Zehn Oscarnominierungen, positive Reviews – aber ist der über 200 Minuten lange Film das Richtige für dich?
Oscar-Favorit The Brutalist: Lohnen sich die 3 1/2 Stunden im Kino? Bild: Universal Pictures

Bester Film, Beste Regie, Bester Hauptdarsteller – The Brutalist, der neue Film von Regisseur Brady Corbet (Vox Lux) wurde von der Academy in fast allen wichtigen Kategorien nominiert. Heute startet das 3 1/2 Stunden lange Epos im Kino – aber lohnt es sich auch?

Ist The Brutalist der richtige Film für dich?
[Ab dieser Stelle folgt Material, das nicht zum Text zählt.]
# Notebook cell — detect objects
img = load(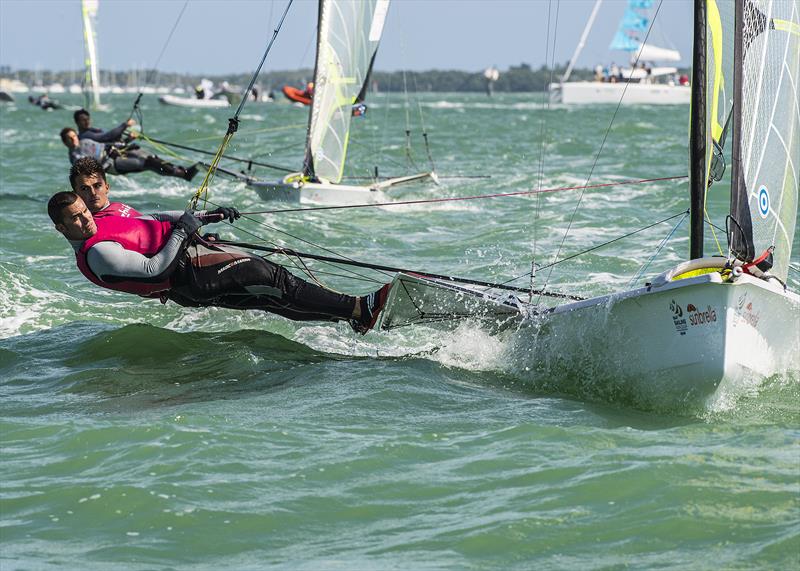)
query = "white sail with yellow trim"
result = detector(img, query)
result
[305,0,389,183]
[247,0,438,205]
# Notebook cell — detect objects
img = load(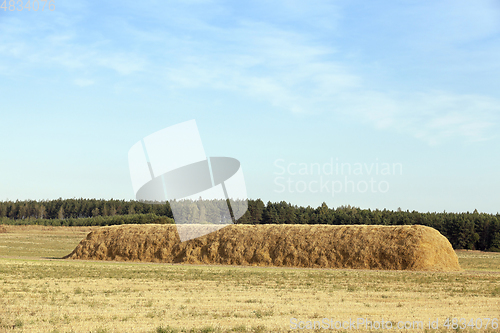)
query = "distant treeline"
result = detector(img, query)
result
[0,199,500,251]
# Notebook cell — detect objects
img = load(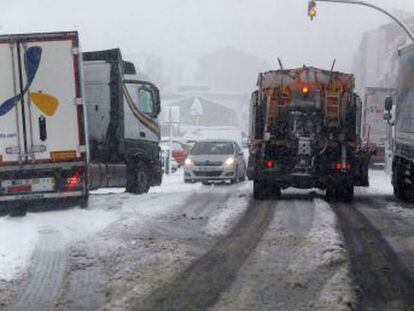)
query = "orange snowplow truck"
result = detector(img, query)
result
[248,67,369,202]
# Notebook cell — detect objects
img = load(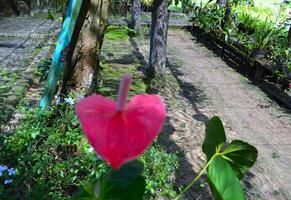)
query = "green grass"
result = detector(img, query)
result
[105,26,130,40]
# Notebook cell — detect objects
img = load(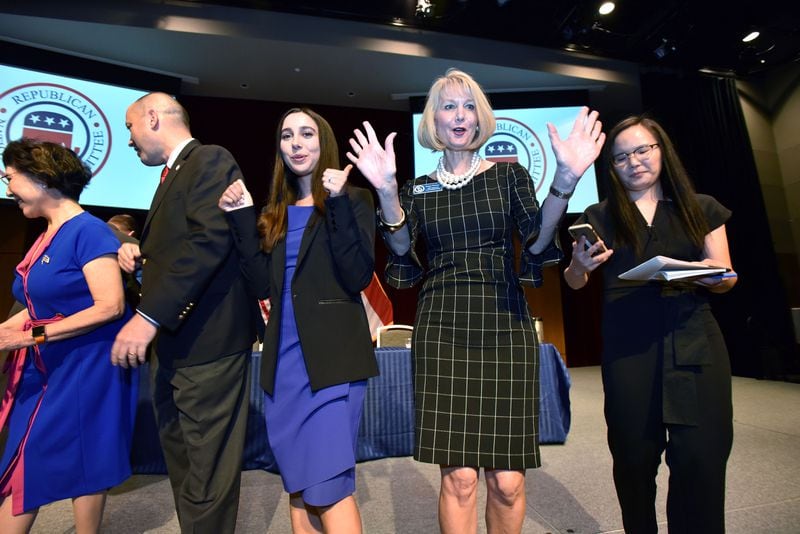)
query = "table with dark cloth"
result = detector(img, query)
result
[131,343,570,474]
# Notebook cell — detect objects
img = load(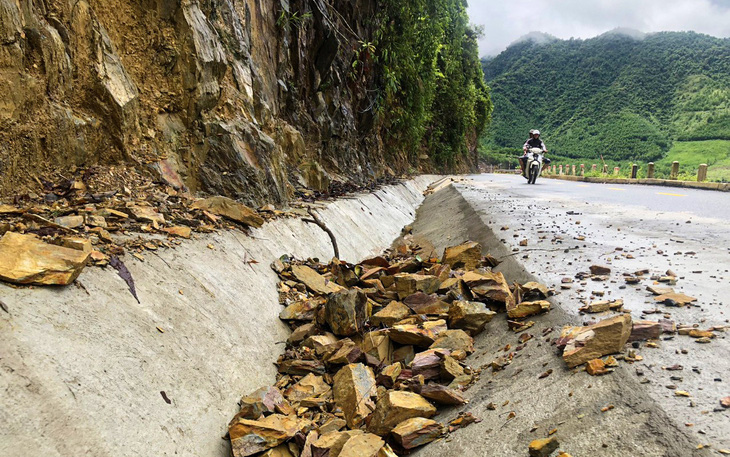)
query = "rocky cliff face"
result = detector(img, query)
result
[0,0,408,204]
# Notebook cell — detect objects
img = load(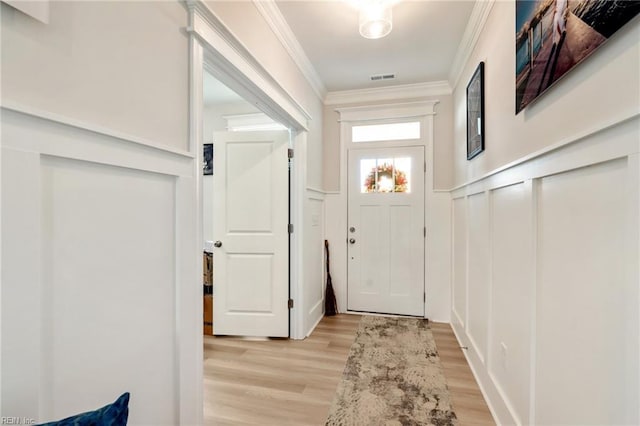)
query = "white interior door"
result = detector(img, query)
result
[347,146,425,316]
[213,131,289,337]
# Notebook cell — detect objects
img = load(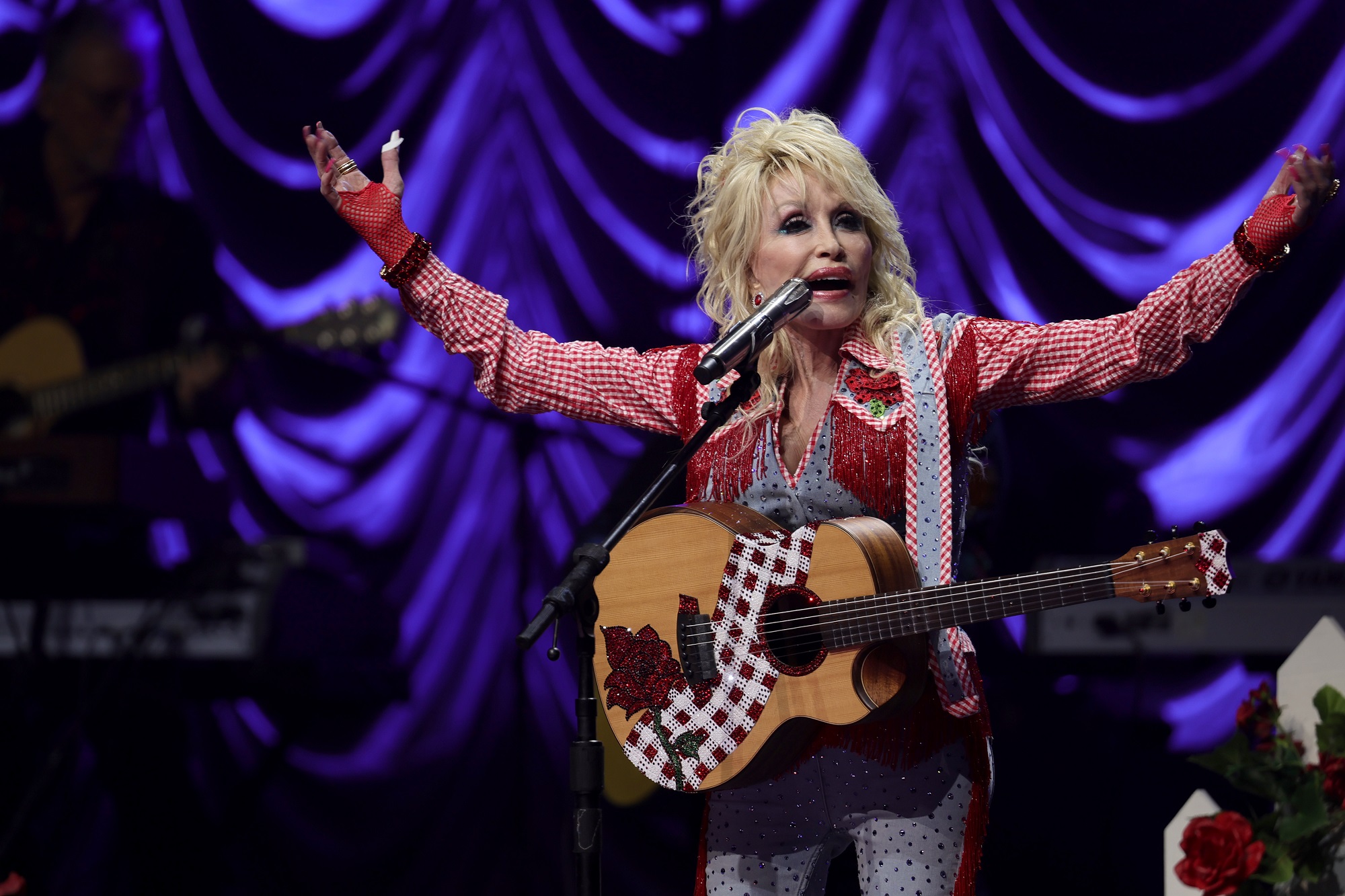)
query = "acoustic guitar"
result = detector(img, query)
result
[593,502,1232,791]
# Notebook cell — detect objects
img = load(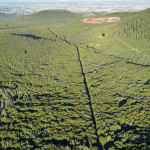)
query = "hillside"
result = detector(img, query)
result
[0,9,150,150]
[0,13,13,19]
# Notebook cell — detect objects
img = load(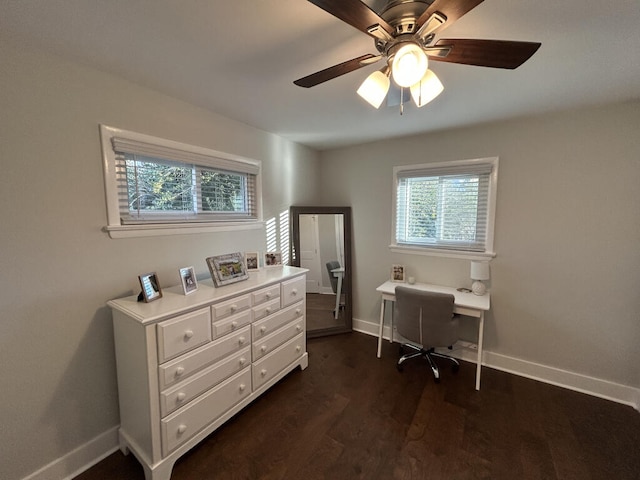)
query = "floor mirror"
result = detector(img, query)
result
[289,206,353,338]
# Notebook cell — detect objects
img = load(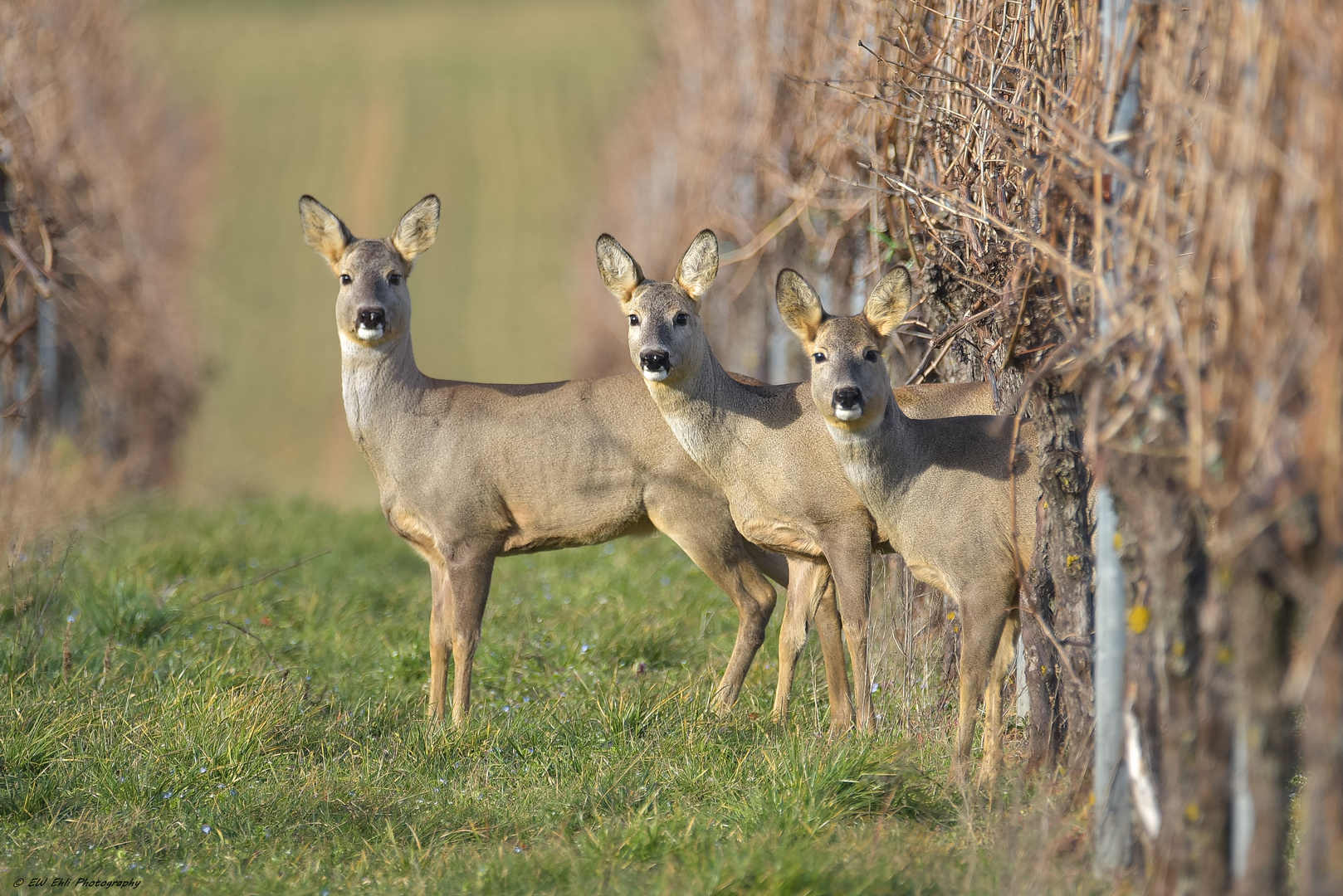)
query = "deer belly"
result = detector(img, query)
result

The Brutalist ist amerikanisches Monumental-Kino durch und durch. Die Handlung beginnt 1947, als der jüdische Architekt László Tóth – großartig gespielt von Adrien Brody – zum ersten mal den Boden der USA betritt. Er überlebte den Holocaust und möchte jetzt seinen eigenen amerikanischen Traum leben. Doch als sein Cousin ihn unter Vorwänden aus dem Haus wirft und er mit der harten Realität der amerikanischen Arbeiterklasse konfrontiert wird, droht der Traum zu platzen. Der Film erzählt mit unglaublichen Bildern und innovativen Kameraeinstellungen eine realistische Einwanderungsgeschichte, die sich klassischer Filmdramaturgie verwehrt und unvorhersehbar ist, wie es nur wenige Filme mit diesem Thema je waren.

Adrien Brody in The Brutalist
Adrien Brody liefert in der Rolle des László Tóth mal wieder unbestreitbar ab. | Bild: Universal

Das macht den Film zu einem der spannendsten und besondersten Filme der letzten Zeit. Aber eben auch zu einem speziellen Werk, das sich nicht unbedingt mit aktuellen Sehgewohnheiten vereinen lässt. Denn in den 3 1/2 Stunden passiert vergleichsweise wenig, Szenen werden teilweise extrem lang ausgebaut, Dialoge ziehen sich und Bild-Montagen von Aufnahmen amerikanischer Großstädte nehmen ebenfalls einen großen Platz im Film ein. In der Mitte des Films gibt es sogar eine 15-minütige Intermission.

Wenn du gerne lange Filme schaust und dich in Bildern verlieren kannst, auch, ohne dass dir ständig neue Plot-Points präsentiert werden, dann ist The Brutalist genau das Richtige für dich. Solltest du dich aber schnell langweilen und lieber spannungsgeladenes Kino ohne Leerlauf schauen, dann könnten dir die 215 Minuten wie eine Ewigkeit vorkommen.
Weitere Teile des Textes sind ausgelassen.